Bajo una lluvia intensa, miles de rusos rindieron ayer homenaje a Alexander Solzhenitsyn en el velatorio del Premio Nobel de Literatura, disidente de la era estalinista y patriota, que recibió honores de héroe.
Una guardia de honor militar rodeó el ataúd abierto de Solzhenitsyn en un salón de la Academia de Ciencias rusa, mientras los asistentes pasaron lentamente y depositaron flores a sus pies.
La esposa de Solzhenitsyn, Natalia, intentando contener las lágrimas, se encontraba junto al ataúd con sus hijos y nietos. Vladimir Putin, ahora primer ministro después de ocho años en la presidencia, pasó para expresar sus condolencias. Más tarde, pidió que se incorporaran las obras de Solzhenitsyn en los programas escolares.
“Junto con la nación, él vivió la gran tragedia de las represiones”, dijo Putin. “Pero no solo sobrevivió, sino que... con sus obras y su vida misma vacunó a nuestra sociedad contra la tiranía en todas sus formas”, dijo.
Solzhenitsyn –quien murió en Moscú el domingo a los 89 años por un mal cardíaco crónico– fue enterrado en el monasterio Donskoi, de Moscú.
La mayoría de los asistentes al funeral eran personas mayores de 50 años, rusos que leyeron los libros de Solzhenitsyn en los años 60 y 70.

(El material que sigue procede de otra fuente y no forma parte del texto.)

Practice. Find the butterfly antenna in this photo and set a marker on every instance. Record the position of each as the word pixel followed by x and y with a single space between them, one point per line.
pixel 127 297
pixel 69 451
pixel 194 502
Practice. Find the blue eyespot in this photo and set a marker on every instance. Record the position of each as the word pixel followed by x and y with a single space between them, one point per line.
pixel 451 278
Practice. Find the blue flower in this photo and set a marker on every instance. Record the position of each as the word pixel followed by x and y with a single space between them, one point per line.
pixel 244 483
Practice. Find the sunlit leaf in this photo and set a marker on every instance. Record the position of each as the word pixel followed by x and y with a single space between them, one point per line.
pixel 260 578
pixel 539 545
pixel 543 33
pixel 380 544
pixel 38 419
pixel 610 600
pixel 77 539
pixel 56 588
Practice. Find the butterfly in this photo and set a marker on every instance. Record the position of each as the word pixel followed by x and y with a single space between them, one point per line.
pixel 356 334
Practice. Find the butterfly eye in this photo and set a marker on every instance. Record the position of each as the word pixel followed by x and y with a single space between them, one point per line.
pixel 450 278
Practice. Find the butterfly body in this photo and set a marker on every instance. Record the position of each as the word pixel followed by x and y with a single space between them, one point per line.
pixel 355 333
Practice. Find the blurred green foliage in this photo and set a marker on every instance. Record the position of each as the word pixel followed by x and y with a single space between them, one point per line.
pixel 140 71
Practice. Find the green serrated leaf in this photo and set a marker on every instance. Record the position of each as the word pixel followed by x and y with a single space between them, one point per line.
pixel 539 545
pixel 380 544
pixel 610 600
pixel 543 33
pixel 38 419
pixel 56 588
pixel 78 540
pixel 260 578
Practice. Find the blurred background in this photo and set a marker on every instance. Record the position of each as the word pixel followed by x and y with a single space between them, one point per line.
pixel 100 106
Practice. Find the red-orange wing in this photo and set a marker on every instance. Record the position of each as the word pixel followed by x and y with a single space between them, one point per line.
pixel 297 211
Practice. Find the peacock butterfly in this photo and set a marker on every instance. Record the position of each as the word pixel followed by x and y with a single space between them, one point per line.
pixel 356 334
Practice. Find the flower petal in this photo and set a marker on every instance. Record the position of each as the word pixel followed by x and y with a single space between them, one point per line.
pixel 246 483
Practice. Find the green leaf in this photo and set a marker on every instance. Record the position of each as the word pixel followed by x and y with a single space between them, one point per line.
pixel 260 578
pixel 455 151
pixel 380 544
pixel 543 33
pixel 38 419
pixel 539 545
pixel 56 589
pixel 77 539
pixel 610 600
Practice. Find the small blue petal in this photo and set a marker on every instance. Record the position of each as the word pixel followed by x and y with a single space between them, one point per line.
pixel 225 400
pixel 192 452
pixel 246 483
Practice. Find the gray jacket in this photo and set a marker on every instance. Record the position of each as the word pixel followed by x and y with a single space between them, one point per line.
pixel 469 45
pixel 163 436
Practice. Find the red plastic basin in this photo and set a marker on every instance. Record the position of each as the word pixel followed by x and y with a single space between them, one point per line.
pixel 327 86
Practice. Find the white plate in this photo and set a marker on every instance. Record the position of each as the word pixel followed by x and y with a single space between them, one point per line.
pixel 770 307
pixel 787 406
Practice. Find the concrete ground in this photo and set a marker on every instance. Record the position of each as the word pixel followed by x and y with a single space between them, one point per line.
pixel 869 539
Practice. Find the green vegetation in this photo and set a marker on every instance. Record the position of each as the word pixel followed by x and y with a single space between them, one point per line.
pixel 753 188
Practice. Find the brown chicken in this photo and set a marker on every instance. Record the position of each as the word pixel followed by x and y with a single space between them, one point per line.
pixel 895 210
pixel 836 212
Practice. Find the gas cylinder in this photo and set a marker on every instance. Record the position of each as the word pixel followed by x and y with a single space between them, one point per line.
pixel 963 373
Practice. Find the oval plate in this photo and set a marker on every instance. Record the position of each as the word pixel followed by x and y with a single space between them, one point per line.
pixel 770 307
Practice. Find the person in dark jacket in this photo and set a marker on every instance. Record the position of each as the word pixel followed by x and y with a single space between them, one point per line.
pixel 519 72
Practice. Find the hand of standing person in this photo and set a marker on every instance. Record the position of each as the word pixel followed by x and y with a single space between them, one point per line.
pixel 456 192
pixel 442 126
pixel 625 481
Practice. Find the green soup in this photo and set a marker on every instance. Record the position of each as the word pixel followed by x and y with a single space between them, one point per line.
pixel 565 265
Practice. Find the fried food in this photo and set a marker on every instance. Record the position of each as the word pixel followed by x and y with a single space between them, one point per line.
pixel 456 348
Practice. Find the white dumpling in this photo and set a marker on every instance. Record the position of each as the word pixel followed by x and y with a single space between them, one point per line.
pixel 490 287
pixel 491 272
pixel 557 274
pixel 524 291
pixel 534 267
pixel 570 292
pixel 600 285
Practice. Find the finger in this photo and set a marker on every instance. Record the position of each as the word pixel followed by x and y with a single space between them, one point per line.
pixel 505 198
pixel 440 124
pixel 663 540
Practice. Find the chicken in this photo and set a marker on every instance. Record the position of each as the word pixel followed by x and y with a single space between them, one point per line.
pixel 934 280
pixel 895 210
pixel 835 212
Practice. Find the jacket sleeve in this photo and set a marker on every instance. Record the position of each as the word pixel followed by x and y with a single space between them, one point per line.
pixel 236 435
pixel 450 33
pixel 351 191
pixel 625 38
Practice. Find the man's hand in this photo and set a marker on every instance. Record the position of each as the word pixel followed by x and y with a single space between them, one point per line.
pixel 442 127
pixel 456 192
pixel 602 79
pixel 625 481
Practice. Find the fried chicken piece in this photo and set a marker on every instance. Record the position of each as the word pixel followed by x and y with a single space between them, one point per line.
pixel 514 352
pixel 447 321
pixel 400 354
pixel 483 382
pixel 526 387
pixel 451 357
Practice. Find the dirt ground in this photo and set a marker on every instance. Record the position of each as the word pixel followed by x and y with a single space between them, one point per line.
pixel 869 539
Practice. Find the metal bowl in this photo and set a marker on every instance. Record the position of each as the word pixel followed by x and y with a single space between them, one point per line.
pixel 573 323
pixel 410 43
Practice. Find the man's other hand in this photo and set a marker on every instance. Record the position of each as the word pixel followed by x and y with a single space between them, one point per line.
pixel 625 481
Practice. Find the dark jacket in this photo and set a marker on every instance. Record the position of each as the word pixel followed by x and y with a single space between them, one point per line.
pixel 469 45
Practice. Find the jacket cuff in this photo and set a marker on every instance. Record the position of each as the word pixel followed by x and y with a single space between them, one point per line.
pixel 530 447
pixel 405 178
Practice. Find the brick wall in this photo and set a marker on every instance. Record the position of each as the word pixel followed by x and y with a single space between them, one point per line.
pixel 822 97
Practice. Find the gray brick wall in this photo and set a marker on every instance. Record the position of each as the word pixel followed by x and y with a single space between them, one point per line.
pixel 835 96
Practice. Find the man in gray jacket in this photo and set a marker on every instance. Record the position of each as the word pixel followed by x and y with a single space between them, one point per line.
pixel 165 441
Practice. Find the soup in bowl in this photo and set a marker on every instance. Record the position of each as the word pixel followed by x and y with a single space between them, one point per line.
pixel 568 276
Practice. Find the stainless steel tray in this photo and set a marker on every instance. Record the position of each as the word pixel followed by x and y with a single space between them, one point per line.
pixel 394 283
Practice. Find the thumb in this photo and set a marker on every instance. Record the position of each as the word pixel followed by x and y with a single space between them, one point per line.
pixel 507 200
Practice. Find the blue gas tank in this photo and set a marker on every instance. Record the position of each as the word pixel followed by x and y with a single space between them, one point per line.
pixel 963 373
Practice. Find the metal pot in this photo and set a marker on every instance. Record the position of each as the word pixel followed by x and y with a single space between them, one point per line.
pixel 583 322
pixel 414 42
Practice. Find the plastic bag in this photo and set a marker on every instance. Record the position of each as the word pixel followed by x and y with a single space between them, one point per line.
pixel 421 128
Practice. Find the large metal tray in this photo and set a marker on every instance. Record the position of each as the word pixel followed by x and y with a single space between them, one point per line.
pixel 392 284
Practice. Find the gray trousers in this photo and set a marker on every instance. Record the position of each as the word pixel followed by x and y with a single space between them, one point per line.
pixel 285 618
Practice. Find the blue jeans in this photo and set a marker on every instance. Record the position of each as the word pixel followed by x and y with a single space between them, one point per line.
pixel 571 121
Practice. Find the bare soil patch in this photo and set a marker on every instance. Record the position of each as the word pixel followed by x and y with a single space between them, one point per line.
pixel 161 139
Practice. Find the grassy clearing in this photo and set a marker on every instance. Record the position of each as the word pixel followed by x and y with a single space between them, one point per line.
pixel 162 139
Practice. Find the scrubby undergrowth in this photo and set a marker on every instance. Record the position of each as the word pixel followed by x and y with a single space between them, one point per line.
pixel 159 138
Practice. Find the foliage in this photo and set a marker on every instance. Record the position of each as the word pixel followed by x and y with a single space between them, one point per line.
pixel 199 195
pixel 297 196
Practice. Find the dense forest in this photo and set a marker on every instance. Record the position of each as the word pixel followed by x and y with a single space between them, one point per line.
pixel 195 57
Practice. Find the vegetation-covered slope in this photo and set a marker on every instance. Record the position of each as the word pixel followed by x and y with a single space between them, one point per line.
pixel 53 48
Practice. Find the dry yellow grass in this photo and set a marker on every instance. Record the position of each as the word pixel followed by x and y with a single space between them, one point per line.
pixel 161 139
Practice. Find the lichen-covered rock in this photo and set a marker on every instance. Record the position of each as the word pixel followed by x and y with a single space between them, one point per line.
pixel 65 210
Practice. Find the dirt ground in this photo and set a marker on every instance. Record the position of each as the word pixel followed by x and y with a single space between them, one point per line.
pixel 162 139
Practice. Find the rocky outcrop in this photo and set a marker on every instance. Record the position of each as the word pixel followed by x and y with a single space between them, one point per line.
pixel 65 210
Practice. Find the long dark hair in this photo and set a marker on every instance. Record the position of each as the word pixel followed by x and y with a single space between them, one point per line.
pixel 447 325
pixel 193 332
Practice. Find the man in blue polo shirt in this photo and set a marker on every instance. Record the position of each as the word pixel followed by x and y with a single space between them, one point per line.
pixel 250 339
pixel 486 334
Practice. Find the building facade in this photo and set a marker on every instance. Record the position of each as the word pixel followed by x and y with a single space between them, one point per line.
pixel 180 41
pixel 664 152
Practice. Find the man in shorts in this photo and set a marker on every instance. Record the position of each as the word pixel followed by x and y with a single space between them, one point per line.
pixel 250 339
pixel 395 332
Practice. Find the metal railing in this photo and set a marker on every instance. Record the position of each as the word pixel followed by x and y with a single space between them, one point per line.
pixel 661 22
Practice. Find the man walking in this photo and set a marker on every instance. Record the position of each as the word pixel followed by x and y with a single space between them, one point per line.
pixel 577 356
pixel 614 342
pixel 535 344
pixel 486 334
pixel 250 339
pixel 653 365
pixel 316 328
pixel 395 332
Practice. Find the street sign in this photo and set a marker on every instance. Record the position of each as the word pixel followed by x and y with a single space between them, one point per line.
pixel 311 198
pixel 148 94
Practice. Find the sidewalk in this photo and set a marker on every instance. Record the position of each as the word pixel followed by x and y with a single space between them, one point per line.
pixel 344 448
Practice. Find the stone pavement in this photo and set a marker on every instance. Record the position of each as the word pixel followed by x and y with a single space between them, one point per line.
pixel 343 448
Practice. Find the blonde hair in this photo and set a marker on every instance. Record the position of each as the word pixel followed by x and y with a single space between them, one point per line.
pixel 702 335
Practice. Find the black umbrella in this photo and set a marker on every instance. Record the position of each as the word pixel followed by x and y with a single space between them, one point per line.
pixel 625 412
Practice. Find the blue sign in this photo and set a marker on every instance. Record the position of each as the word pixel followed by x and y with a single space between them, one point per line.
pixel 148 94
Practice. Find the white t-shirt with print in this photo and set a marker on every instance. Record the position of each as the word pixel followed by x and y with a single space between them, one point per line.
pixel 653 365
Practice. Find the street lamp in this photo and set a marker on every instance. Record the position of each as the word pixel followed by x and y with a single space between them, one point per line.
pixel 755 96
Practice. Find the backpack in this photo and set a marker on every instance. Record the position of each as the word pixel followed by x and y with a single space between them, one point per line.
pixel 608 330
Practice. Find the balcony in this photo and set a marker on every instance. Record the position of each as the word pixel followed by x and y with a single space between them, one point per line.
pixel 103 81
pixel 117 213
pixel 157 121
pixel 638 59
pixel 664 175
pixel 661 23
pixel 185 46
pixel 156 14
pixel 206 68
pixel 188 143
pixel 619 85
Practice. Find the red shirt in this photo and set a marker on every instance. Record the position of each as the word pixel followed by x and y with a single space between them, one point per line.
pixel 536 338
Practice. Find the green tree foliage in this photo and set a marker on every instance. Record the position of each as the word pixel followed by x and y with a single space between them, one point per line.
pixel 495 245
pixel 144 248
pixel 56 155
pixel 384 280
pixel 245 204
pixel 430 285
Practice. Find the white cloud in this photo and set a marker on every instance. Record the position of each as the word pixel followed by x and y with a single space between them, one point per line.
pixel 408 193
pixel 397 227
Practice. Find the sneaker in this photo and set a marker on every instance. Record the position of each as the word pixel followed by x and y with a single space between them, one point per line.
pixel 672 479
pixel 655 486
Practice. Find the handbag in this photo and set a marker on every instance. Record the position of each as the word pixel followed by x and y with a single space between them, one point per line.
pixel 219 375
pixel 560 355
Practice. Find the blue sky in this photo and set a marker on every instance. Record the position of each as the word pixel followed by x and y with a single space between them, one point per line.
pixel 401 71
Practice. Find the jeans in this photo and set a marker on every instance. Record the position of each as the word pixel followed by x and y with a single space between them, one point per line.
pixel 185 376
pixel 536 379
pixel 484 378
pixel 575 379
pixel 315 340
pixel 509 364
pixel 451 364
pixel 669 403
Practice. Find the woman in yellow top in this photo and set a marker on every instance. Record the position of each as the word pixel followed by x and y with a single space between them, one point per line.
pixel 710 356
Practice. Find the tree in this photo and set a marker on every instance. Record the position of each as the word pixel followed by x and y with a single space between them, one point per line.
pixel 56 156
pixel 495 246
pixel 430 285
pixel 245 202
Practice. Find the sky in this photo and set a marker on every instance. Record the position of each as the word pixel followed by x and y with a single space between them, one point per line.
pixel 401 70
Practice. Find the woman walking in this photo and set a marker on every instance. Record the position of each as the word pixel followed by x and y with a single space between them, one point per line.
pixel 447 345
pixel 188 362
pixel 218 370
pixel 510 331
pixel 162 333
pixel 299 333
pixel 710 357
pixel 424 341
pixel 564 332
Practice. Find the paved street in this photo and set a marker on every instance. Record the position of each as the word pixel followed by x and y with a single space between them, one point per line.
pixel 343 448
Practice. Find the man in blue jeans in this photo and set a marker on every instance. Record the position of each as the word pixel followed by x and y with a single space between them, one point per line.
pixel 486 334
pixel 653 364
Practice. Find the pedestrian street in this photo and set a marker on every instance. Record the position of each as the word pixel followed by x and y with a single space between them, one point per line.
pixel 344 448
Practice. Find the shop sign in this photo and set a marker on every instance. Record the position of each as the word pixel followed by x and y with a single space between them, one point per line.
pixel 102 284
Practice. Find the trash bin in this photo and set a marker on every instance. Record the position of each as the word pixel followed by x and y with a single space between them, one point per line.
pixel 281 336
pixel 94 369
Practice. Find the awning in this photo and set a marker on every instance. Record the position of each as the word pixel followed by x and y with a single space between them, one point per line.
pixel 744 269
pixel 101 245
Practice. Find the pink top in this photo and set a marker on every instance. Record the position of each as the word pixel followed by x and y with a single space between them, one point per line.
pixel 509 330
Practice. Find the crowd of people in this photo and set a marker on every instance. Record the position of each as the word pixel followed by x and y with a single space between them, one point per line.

La trilogía El archipiélago Gulag, sobre los campos de concentración stalinistas, publicada en los 70, escandalizó a la élite soviética y dio aliento a una generación de disidentes dentro de la Unión Soviética.
La reacción ante su muerte entre la población general fue más bien discreta. El autor, que vivió durante 20 años en países occidentales tras su expulsión de la Unión Soviética en 1974, gozaba de escasa simpatía entre los que tienen buenos recuerdos de la era comunista.